Chanceuse? Je crée plutôt ma chance. Et surtout je fais des choix. Le voyage me procure des bienfaits inestimables : se déconnecter de ma vie quotidienne, répartir autrement mon temps, prendre du recul par rapport à notre monde, briser les chaînes mentales créées par les habitudes, se laisser porter par les découvertes.


« T’as donc ben de l’argent! »


La perception du voyage se résume souvent au produit de luxe. Or il n’en est rien. Moi, je n’ai jamais disposé de fortunes pour globetrotter mais j’ai toujours été en constante mouvance. C’est devenu une priorité. Et avec le temps et l’expérience, on trouve des trucs au passage pour économiser un brin (mais s’enrichir au cube) : faire de la coopération internationale, de l’aide humanitaire et accompagner des groupes dans des programmes d'échanges interculturels.

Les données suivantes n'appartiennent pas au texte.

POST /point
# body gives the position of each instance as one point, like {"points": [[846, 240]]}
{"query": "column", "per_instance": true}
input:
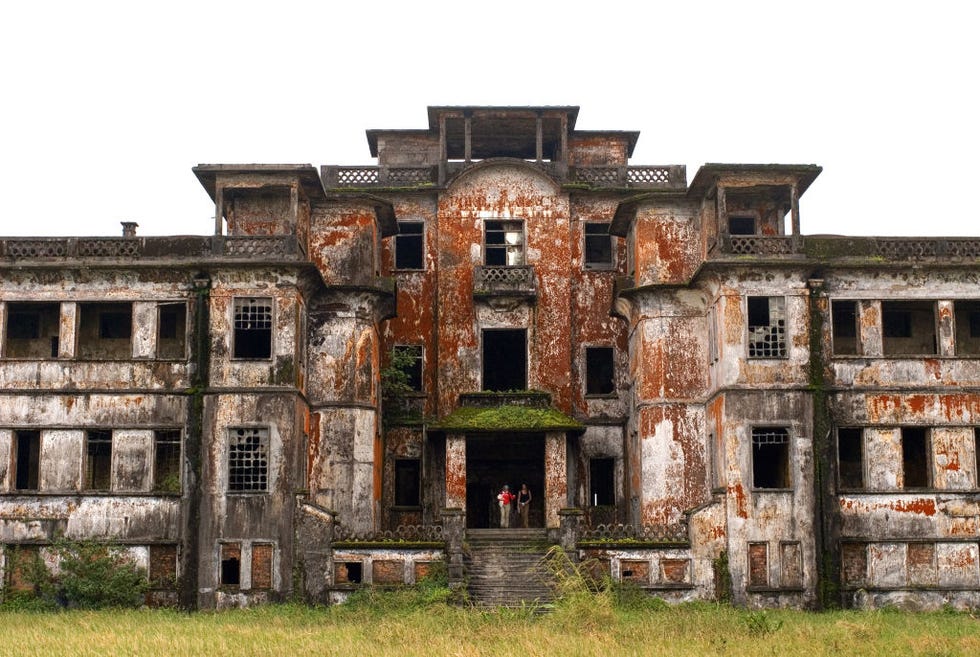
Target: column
{"points": [[555, 477]]}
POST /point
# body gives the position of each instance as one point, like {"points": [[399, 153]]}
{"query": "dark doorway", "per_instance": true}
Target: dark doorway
{"points": [[504, 359], [498, 459]]}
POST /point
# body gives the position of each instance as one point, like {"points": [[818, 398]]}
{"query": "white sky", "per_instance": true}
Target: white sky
{"points": [[106, 106]]}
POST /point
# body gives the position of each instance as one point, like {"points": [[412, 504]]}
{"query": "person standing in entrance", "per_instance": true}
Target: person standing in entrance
{"points": [[505, 498], [524, 504]]}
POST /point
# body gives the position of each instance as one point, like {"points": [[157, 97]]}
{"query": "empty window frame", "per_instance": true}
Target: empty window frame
{"points": [[32, 330], [758, 565], [163, 567], [27, 455], [602, 482], [767, 327], [599, 252], [504, 359], [850, 457], [408, 359], [408, 482], [166, 461], [741, 225], [599, 371], [915, 457], [253, 328], [845, 330], [263, 555], [410, 245], [503, 243], [770, 457], [98, 460], [231, 565], [172, 331], [105, 331], [908, 328], [248, 460], [967, 318]]}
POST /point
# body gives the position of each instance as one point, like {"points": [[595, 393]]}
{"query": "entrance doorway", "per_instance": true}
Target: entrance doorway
{"points": [[498, 459]]}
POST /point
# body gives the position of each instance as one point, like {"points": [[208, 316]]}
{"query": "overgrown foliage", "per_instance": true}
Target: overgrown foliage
{"points": [[89, 575]]}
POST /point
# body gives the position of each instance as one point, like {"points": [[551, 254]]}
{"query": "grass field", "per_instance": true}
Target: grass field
{"points": [[594, 626]]}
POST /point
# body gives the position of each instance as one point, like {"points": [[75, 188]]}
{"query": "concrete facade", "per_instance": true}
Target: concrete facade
{"points": [[364, 355]]}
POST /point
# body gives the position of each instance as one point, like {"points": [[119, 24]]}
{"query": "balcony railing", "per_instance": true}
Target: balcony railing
{"points": [[504, 281]]}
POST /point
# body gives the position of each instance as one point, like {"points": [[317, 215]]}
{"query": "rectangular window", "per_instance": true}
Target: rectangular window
{"points": [[504, 359], [758, 565], [410, 245], [767, 327], [599, 373], [503, 243], [408, 482], [908, 328], [166, 461], [32, 330], [163, 567], [599, 252], [28, 456], [602, 482], [98, 460], [248, 460], [850, 457], [915, 457], [231, 564], [262, 556], [845, 333], [408, 358], [105, 331], [770, 457], [253, 328], [172, 331], [967, 319], [741, 226]]}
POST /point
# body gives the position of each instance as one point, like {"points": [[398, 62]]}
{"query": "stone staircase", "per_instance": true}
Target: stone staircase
{"points": [[503, 568]]}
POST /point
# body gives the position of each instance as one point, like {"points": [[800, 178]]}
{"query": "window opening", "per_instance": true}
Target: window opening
{"points": [[172, 330], [504, 359], [908, 328], [105, 331], [98, 462], [758, 564], [915, 460], [231, 564], [163, 566], [967, 319], [850, 457], [253, 328], [408, 480], [504, 243], [262, 556], [409, 360], [248, 460], [28, 455], [599, 371], [598, 246], [602, 482], [409, 245], [166, 461], [32, 330], [770, 457], [845, 333], [767, 327], [741, 226]]}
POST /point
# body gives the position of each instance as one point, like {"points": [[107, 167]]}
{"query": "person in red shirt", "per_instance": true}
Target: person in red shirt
{"points": [[505, 498]]}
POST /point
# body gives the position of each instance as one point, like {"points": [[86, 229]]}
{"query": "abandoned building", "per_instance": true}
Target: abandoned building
{"points": [[329, 391]]}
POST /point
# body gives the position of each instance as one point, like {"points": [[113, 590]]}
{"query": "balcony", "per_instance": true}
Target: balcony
{"points": [[504, 282]]}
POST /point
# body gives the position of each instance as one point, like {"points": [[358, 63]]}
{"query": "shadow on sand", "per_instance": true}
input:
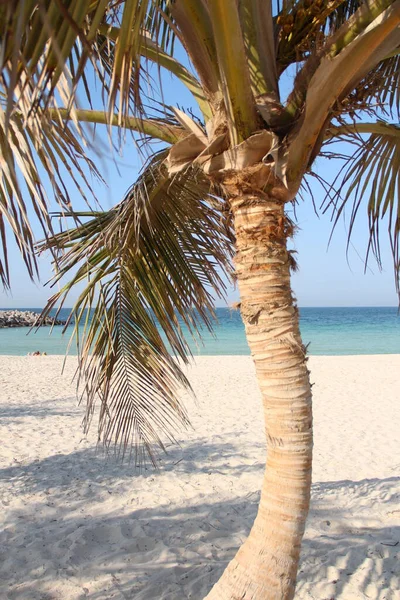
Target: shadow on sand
{"points": [[172, 551]]}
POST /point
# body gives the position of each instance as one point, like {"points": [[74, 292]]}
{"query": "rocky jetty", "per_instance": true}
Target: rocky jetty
{"points": [[25, 318]]}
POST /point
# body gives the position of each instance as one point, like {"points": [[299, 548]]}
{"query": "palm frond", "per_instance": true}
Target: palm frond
{"points": [[379, 91], [153, 263], [370, 179], [34, 153]]}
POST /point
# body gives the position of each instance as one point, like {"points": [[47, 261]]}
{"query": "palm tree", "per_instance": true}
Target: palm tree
{"points": [[220, 182]]}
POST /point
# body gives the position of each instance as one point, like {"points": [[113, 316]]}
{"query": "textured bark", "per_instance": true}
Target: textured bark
{"points": [[265, 567]]}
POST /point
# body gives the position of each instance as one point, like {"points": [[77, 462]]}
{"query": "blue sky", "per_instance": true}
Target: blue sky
{"points": [[327, 277]]}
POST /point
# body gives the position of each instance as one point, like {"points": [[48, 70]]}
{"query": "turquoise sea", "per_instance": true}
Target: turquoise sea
{"points": [[328, 331]]}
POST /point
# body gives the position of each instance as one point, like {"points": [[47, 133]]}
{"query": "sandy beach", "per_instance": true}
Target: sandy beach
{"points": [[75, 525]]}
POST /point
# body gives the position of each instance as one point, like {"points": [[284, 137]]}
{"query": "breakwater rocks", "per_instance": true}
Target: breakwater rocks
{"points": [[25, 318]]}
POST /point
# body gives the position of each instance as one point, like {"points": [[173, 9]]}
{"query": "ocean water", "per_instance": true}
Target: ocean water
{"points": [[327, 331]]}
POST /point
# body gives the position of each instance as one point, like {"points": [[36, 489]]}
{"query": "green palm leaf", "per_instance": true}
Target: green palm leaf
{"points": [[370, 178], [29, 147], [153, 263]]}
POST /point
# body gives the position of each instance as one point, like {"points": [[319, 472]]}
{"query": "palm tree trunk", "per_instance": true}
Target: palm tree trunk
{"points": [[265, 567]]}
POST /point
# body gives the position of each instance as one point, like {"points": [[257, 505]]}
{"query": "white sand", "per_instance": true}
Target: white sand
{"points": [[76, 527]]}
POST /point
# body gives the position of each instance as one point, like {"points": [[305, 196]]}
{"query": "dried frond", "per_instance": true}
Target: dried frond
{"points": [[153, 263]]}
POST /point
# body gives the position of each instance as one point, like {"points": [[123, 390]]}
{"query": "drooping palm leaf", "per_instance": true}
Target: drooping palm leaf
{"points": [[370, 179], [153, 262], [29, 148]]}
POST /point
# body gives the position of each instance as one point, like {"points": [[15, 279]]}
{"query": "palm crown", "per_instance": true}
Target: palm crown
{"points": [[347, 61], [220, 183]]}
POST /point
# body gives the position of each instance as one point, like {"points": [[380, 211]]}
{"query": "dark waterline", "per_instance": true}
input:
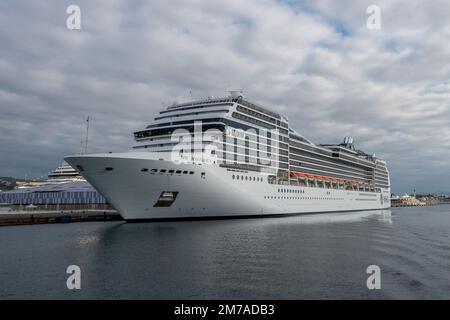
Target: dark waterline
{"points": [[319, 257]]}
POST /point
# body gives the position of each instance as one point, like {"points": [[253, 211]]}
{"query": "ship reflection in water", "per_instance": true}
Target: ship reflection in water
{"points": [[321, 256]]}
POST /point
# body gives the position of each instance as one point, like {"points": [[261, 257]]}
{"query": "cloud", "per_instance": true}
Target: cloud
{"points": [[314, 61]]}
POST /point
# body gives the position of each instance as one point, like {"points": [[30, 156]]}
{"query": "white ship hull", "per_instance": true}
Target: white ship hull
{"points": [[137, 195]]}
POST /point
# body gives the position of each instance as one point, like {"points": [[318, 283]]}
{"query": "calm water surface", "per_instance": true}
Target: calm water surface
{"points": [[319, 256]]}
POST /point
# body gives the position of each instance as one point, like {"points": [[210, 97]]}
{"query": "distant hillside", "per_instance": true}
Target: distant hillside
{"points": [[7, 183]]}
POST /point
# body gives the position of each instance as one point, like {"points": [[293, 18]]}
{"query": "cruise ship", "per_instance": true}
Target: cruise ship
{"points": [[229, 158], [64, 173]]}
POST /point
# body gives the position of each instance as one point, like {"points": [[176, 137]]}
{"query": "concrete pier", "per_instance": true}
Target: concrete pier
{"points": [[42, 217]]}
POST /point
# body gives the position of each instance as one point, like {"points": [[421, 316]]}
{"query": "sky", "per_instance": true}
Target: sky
{"points": [[316, 62]]}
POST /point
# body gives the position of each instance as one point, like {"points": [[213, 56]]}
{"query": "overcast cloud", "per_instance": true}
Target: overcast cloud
{"points": [[314, 61]]}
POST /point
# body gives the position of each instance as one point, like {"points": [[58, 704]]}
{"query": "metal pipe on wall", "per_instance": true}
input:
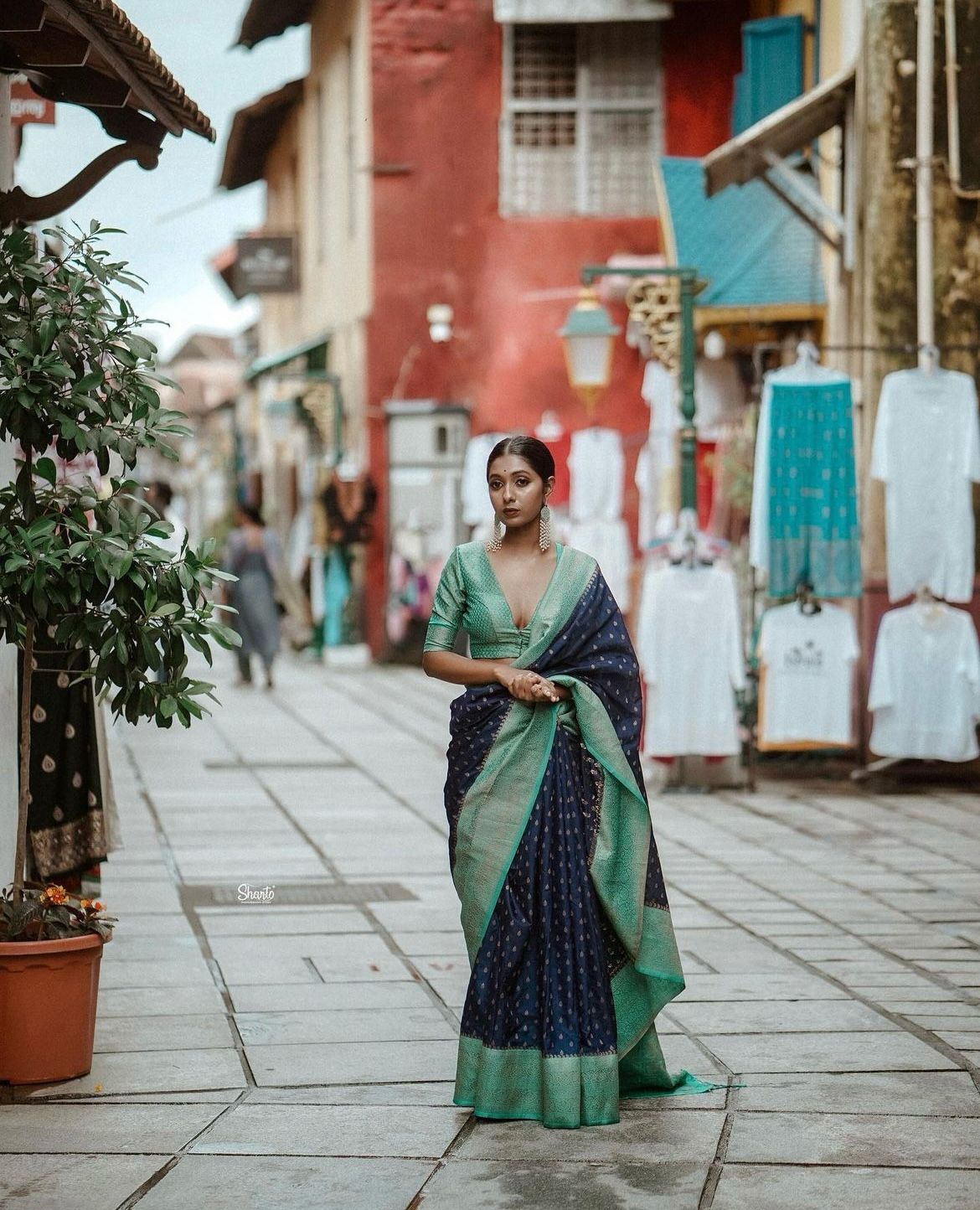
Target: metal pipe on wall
{"points": [[925, 224]]}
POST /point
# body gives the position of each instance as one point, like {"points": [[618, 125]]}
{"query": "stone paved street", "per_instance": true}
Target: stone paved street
{"points": [[300, 1054]]}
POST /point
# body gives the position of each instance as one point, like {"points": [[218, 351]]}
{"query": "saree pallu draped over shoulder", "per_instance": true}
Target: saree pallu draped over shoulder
{"points": [[563, 901]]}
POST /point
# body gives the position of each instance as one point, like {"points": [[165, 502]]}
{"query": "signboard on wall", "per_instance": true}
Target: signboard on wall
{"points": [[266, 265], [26, 106]]}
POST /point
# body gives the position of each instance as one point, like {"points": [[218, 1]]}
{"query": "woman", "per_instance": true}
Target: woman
{"points": [[253, 556], [564, 908]]}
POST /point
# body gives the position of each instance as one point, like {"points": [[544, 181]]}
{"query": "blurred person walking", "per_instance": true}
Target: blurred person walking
{"points": [[253, 555]]}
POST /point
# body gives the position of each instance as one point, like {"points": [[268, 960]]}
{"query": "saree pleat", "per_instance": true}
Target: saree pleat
{"points": [[563, 901]]}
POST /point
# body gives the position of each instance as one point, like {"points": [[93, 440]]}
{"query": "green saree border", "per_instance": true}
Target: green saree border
{"points": [[524, 1083], [563, 1090]]}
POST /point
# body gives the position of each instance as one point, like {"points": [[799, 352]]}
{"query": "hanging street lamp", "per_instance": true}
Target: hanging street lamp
{"points": [[588, 335], [668, 319]]}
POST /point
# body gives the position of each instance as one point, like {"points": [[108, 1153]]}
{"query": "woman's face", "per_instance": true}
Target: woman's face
{"points": [[517, 491]]}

« Tout homme est tiraillé entre deux besoins. Le besoin de la Pirogue, c’est-à-dire du voyage, de l’arrachement à soi-même, et le besoin de l’Arbre, c’est-à-dire de l’enracinement, de l’identité. Les hommes errent constamment entre ces deux besoins en cédant tantôt à l’un, tantôt à l’autre jusqu’au jour où ils comprennent que c’est avec l’Arbre qu’on fabrique la Pirogue. » - Mythe mélanésien de l’Ile de Vanuatu



J’ai fait de la pirogue pour atteindre Avlo, du long tail boat sur la Chao Phraya, du voilier dans les San Blas, j’ai enjambé une zemidjian à Grand-Popo, emprunté de nombreux taxis à Beyrouth, monté un éléphant à Chiang Mai, un cheval dans la Vallée de Caldera et un âne à Petra … J’ai parcouru l’île d’Utila en cart de golf, fait du tuk-tuk à Copan Ruinas et du quad sur la playa San José, j’ai embarqué dans une boîte de pick up à Panajachel, fait du moto-taxi à Jacmel et du vélo à Bocas del Toro, pris le train à Rabat et le ferry à Koh Chang … J’ai visité Douz à dos de dromadaire, utilisé le RER à Paris et le métro à Montréal, le Skytrain à Bangkok, les Jeepneys colorés à Manille, j’ai bravé les guaguas bondées à Sanchez et j’ai été malade dans un tro-tro à Accra … J’ai grimpé jusqu’au sommet des Pics de Sindou, marché ma vie sur la Salkantay Trail, erré dans les rizières balinaises, sillonné le canton de Luzern en autocar et quadrillé à pied les rues de San Andrés.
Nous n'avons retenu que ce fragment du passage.